Il est un fait que la Flandre est
remarquablement prospère, mais toute prospérité a une fin, et ce qui la rend
riche aujourd’hui pourrait disparaître demain, à la faveur d’une crise qui n’en
finit pas. Nul ne peut dire ce qu’il va advenir des différentes communautés, et
de leurs choix économiques. La Wallonie a été extrêmement prospère pendant plus
d’un siècle, et attiré quantité de travailleurs flamands, avant de tomber en
désuétude.
Bruxelles,
par la voix de Tall et d’autres, a la tentation de jouer cavalier seul, forte
de son insolente prospérité acquise à la faveur des institutions européennes.

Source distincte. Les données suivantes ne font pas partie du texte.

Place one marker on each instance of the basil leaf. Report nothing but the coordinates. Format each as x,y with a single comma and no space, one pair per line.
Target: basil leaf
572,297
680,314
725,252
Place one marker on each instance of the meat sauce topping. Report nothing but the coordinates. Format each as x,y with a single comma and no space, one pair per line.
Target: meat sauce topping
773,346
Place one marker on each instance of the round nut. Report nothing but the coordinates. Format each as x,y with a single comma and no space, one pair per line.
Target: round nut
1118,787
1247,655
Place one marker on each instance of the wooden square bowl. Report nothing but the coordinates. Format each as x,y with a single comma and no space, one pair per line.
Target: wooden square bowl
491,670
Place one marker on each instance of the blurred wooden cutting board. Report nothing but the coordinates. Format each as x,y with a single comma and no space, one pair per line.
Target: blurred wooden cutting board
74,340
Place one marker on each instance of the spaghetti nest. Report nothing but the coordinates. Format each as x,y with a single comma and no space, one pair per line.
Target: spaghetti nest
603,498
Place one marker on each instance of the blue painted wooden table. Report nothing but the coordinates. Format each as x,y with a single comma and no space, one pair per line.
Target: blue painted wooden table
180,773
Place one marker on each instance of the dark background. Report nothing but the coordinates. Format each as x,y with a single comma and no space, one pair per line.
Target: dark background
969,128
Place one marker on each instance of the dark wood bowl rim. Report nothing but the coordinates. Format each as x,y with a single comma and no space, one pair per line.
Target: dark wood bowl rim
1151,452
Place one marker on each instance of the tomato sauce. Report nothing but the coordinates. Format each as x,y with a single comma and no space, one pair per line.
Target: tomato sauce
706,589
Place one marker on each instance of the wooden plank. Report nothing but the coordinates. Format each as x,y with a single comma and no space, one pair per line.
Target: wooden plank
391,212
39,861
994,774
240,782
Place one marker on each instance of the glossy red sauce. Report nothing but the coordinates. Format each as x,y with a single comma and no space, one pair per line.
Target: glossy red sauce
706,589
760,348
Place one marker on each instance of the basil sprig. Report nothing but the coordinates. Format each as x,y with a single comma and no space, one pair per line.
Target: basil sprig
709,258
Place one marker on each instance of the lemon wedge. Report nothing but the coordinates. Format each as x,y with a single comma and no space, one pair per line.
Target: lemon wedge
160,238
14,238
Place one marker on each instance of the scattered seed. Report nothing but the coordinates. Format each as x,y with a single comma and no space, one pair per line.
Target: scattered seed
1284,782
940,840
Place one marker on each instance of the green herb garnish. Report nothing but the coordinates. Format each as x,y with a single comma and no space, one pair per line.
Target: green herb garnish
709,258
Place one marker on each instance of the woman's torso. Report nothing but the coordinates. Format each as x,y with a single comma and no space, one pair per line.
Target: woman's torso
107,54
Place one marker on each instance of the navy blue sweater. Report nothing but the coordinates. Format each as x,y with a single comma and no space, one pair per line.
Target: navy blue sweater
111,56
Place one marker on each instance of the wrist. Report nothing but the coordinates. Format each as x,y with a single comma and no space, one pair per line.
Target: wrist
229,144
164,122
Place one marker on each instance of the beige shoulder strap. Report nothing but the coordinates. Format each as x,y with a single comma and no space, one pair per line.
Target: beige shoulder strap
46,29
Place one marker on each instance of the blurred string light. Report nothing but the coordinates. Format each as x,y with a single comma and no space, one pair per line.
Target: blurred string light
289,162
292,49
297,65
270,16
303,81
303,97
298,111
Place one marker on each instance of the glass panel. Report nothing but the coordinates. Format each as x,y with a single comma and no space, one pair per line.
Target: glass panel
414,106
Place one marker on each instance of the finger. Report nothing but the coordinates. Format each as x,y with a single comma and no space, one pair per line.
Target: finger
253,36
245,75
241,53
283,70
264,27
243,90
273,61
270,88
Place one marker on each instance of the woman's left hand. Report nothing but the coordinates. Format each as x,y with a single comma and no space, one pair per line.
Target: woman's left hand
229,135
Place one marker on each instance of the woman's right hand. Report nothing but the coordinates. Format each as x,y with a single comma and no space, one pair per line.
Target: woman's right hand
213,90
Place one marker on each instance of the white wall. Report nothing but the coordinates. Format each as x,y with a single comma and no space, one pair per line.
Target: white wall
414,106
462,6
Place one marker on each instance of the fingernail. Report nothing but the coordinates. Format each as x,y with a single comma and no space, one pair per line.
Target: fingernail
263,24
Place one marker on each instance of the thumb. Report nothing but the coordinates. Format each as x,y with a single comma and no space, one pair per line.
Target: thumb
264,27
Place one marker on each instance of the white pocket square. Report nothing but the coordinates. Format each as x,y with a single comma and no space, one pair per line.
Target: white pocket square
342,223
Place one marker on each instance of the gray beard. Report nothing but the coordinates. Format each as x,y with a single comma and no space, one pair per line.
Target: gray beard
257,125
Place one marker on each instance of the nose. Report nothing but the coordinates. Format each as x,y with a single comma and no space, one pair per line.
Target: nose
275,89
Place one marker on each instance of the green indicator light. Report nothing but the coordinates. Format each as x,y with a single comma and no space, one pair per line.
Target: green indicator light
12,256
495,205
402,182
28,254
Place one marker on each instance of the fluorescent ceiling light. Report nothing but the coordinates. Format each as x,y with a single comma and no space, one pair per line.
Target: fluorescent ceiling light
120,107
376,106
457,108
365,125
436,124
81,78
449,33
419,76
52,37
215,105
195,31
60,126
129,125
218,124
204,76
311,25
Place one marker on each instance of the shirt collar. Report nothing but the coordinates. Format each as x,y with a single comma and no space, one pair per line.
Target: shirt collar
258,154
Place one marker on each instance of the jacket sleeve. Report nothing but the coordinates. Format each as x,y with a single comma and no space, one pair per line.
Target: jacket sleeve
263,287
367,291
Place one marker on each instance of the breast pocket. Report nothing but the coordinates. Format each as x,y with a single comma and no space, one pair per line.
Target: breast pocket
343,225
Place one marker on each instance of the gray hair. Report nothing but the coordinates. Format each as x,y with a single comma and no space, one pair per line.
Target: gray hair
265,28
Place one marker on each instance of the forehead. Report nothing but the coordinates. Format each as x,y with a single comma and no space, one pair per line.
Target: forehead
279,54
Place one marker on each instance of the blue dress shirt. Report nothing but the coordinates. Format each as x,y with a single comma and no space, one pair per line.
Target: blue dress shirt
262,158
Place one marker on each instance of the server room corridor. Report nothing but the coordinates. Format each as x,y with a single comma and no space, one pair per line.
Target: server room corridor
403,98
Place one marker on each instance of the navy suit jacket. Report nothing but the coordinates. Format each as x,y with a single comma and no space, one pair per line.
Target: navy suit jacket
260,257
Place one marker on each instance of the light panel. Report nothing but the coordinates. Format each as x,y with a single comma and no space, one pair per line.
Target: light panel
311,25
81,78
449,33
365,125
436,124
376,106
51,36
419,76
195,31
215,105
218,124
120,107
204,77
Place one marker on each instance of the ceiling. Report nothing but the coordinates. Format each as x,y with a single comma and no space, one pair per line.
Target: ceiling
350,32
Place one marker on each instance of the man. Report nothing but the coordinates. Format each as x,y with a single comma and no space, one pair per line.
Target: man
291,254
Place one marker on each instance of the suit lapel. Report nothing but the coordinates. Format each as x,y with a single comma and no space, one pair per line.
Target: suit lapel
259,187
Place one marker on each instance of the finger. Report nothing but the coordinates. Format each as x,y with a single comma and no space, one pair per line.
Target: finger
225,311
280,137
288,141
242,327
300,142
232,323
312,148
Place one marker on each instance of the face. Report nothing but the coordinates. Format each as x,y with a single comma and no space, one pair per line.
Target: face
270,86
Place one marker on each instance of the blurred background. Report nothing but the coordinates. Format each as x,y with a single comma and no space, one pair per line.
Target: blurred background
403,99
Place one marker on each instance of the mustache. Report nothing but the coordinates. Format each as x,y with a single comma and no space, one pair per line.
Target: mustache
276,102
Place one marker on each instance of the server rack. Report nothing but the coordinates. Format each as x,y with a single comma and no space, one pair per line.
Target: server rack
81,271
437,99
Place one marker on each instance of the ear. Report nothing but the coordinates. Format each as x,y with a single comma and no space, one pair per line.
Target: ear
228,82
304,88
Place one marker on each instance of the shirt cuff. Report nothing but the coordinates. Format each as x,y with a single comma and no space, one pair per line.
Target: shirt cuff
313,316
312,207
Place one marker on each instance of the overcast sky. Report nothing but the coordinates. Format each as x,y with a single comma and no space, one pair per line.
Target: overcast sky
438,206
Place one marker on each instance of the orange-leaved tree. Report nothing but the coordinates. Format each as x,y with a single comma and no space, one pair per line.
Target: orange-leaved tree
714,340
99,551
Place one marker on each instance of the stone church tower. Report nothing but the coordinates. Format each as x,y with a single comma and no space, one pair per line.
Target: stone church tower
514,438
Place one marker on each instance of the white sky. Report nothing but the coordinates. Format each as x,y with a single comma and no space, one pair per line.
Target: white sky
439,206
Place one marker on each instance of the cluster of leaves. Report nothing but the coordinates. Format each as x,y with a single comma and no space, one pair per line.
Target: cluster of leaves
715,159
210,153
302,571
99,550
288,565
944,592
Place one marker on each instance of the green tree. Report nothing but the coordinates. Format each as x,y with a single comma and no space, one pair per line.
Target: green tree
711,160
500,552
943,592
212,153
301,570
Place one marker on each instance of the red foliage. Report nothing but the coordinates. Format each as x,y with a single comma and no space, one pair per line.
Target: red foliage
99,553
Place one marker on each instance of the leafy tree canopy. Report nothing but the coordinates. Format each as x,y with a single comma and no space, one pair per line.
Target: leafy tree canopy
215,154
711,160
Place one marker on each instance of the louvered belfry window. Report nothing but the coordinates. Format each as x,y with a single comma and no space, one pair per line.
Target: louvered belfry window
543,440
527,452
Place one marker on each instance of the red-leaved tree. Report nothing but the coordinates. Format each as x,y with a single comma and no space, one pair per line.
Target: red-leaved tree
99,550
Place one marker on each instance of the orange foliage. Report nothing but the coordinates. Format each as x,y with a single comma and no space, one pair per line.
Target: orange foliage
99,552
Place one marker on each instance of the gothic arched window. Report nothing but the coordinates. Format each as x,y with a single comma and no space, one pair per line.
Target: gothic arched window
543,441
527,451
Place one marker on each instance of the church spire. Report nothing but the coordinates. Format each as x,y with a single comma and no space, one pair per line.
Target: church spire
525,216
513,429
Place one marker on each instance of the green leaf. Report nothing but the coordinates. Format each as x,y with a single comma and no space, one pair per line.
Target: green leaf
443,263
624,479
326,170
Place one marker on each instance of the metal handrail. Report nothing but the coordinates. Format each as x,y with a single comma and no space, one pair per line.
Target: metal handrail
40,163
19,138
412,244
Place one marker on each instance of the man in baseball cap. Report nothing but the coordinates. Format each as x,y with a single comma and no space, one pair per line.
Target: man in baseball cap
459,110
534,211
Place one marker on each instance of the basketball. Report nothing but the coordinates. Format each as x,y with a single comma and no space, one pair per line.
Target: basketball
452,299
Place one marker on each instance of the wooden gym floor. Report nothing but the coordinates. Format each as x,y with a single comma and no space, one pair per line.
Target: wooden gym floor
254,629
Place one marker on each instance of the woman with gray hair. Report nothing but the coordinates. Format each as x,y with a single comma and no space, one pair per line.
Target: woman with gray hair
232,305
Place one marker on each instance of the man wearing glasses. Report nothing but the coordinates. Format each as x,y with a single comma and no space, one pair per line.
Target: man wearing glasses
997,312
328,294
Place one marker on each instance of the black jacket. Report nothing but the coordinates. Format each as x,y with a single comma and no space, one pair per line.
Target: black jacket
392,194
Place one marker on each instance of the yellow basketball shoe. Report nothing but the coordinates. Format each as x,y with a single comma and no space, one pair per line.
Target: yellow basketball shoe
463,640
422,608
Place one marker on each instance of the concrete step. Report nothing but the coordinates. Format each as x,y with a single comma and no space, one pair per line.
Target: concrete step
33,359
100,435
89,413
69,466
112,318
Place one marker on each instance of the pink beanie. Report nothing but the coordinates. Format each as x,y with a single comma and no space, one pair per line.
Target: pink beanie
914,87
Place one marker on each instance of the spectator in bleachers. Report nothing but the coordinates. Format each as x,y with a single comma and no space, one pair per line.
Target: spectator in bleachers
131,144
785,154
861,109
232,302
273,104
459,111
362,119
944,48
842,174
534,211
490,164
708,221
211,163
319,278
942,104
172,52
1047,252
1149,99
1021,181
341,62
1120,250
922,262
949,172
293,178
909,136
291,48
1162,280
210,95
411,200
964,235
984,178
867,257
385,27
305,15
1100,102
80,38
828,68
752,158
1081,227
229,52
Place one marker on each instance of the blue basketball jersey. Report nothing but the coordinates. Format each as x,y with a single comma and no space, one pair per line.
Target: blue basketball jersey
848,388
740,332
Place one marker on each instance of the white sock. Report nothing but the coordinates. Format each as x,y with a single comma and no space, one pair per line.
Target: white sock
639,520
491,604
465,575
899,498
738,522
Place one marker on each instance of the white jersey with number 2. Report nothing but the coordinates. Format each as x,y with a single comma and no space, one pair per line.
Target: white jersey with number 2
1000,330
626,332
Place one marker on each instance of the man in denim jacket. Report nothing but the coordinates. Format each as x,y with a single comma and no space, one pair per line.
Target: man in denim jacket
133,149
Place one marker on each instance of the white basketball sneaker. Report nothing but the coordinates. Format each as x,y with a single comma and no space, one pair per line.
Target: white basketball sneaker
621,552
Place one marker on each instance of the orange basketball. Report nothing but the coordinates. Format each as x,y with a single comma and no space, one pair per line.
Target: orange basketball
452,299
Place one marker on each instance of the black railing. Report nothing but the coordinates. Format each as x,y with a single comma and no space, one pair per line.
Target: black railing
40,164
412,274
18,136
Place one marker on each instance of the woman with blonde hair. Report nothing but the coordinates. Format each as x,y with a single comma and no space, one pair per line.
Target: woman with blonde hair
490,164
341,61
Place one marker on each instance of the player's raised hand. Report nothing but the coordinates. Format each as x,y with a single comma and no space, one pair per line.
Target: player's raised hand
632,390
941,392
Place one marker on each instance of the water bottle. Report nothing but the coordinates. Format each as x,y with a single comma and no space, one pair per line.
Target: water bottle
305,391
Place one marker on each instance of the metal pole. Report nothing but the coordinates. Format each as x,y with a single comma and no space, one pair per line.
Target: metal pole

Mais de nouveau, c’est un calcul à court- ou moyen terme. Rien ne dit que cette
prospérité soit éternelle, ou même vingtenaire ou trentenaire. De nombreux
empires se sont écroulés au cours du siècle dernier, l’Europe pourrait encore
changer de visage. Et de capitale. Et alors Bruxelles sera assise sur rien.
Soit dit en
passant, c’est la prospérité de la Wallonie, jusqu’à l’après-guerre, qui a
largement financé la prospérité du reste du pays. Aujourd’hui, chacun se
détourne avec dédain d’une Wallonie défaillante et déficiente, l’abandonnant
piteusement à son sort. Les chômeurs, les assistés, les indigents, menés par
des pitres socialistes comme Daerden, Van Cau, Happart… C’est sûr qu’il va y
avoir du ménage à faire, mais la faim finira bien par pousser le loup hors du
bois… Et les maquereaux de la démocratie se faire virer à coup de pompe au cul.
« L’union
fait la force », pas très heureux comme devise…
Il est vrai
enfin que les deux communautés vivent dans des réalités séparée, la Flandre
repliée sur elle-même, ou ouverte au monde anglo-saxon, les francophones
orientés vers la francophonie et bien évidemment leur puissant voisin la
France. Mais jusqu’à un certain point, le mariage de raison a créé des liens,
et la frontière linguistique est bien plus perméable qu’il n’y paraît. Les deux
communautés ont pris l’habitude de coexister en paix, et au niveau du citoyen,
il n’existe guère d’animosité tangible vis-à-vis des concitoyens allophones, si
on excepte des lieux de tension en périphérie bruxelloise. Un flamand peut
toujours profiter sereinement de sa maison de campagne en Ardennes, un wallon
passer un week-end à la côte flamande, sans risquer une décharge de chevrotine.
De chaque côté, la majorité considère que ces débats communautaires sont d’abord
le fait de politiciens, et ne reflètent pas directement les préoccupations des
électeurs. Mais sommés de choisir, chacun vote pour sa communauté.